Back in 1920, the Tasmanian tiger was still alive.

On the last day of our bushwalk, Matt and I decide to climb 4,085-foot Mount Mueller at the head of the Styx Valley. After tramping one depressing logging road after another, we need an overview of the landscape. But as we rise above the clear-cuts, the section of unmolested old-growth that we first passed through looks small and imperiled.

We thrash up to the rocky crest of Mueller and for our effort are rewarded with an expansive view northwest into the Florentine valley. Like the Styx, only the upper Florentine is still blanketed with old-growth forest; the rest was clear-cut over the last 50 years. But there aren’t enough volunteers to erect a global rescue station to let the world know about the majestic singularity of the upper Florentine—and Forestry Tasmania knows this. Like bulldozing the Parthenon to make tract homes with the stones, logging is scheduled to begin on the upper Florentine this summer.
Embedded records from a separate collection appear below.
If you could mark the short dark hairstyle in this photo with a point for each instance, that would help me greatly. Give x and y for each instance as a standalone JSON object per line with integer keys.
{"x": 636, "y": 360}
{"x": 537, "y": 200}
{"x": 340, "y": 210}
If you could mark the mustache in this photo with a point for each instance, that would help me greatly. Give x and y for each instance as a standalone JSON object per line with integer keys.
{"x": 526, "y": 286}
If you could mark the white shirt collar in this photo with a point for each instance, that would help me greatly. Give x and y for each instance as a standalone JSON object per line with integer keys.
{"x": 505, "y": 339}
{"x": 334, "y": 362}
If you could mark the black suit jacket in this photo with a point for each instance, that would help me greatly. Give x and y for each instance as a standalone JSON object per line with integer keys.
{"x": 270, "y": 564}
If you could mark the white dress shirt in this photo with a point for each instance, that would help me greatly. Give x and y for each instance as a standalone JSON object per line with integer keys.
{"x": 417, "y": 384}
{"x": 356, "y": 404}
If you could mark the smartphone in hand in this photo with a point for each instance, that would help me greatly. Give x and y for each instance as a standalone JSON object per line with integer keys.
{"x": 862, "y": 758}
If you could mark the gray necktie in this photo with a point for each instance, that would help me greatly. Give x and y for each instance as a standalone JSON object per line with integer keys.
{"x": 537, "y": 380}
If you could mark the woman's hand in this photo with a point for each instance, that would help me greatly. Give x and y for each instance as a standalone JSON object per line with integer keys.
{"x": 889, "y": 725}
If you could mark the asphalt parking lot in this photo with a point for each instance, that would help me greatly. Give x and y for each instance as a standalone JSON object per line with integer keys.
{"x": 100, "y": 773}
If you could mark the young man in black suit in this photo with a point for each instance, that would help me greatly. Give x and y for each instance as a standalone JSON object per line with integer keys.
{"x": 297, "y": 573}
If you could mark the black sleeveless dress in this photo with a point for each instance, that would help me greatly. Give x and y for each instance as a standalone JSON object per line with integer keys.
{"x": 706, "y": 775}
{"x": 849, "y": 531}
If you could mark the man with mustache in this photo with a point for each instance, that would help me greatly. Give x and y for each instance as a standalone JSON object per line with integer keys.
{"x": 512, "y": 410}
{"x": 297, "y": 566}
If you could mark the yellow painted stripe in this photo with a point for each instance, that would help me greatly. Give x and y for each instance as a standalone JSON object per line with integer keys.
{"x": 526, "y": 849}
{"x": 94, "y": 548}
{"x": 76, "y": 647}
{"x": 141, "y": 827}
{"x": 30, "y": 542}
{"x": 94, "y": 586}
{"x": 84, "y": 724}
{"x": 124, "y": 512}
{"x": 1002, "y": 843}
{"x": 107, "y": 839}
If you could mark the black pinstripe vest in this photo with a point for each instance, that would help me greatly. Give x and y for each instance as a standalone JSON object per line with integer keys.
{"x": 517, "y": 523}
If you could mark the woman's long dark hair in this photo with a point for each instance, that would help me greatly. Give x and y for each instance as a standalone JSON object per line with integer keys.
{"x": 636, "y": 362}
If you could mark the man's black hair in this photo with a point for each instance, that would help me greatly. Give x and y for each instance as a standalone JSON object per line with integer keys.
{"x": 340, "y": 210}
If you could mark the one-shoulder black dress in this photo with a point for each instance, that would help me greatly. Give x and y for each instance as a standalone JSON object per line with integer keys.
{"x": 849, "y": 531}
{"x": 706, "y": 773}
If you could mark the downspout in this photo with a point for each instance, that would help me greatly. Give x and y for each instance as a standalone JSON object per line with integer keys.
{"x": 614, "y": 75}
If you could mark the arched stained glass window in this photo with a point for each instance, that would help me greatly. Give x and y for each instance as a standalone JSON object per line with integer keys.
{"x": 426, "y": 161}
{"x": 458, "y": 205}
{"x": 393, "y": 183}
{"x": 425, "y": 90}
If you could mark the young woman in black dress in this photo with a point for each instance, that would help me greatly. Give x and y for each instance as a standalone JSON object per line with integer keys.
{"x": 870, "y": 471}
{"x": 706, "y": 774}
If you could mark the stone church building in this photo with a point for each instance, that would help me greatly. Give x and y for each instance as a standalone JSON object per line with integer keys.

After an hour on the summit, sitting, watching, wondering, we head back down. Just below the rocks, hidden in a pocket of heath, we discover a small silvery pool—the source of the Styx. Matt and I cup our hands and drink from the fountainhead. In Greek mythology, the Styx was said to be poisonous.

I imagine the Tasmanian tiger stopping here en route from one primeval forest valley to the other. Lowering its head to lap up the cool water, it would have seen its own doomed reflection. In 1888 parliament placed a bounty on the Tasmanian tiger, and by 1936, it was extinct.